His guitar always sounds a little melancholy when Una leaves.
The AWOL boy that his mother has taken into their home has been awake for a day now, but he hasn’t come down for anything, even meals. Dad of
fered to carry him, but Ma said he needed more time.
“Can’t fret over AWOLs,” his father told her. “They never stay long, and they’re too desperate to be grateful.” But Ma just ignores him. She’s taken the boy under her protection, and that is that.
Wil wonders how the boy can sleep when the sun blasts through the windows over his head, and the roar of tribal construction in town echoes down the ravine. The boy’s chest rises and falls, and then his legs churn beneath the sheets as if he’s running. Wil is not surprised: AWOLs know much about running. Sometimes he thinks that’s all they know.
Wil is confident the boy will be calmed. Wild animals, rattlesnakes, and feral teenagers go quiet in Wil’s presence. Even when his guitar hangs silent on his back, his presence calms them—perhaps in anticipation of what he’ll deliver. Although Wil’s just a teenager himself, he’s got old-soul style, a storyteller vibe that he got from his grandfather—
But he doesn’t want to think about his grandfather now.
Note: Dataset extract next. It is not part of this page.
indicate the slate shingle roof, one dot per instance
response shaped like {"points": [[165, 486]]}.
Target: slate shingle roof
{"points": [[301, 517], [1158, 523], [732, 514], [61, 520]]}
While he considers what music may reach this AWOL, the boy wakes. His wide pupils constrict, revealing pale blue eyes that focus on Wil standing in the doorway.
Wil takes a few steps into the room and sits on the mountain lion skin, swinging his guitar into his lap in a single, practiced movement.
“My name’s Chowilawu,” he tells the boy, “but everyone calls me Wil.”
The boy stares at him guardedly. “I heard you talking yesterday. The medicine woman is your mom?”
He nods. The kid looks about thirteen—three years younger than Wil—but something about his eyes makes him seem like he’s going on one hundred. More old-soul style, but of the world-weary kind. Life has done a number on this AWOL.
“Okay if I play my guitar here?” Wil asks, his voice as gentle as he can make it.
The boy squints suspiciously. “Why?”
Wil shrugs. “It’s easier for me than talking.”
The boy hesitates, chewing on his lip. “Sure, okay.”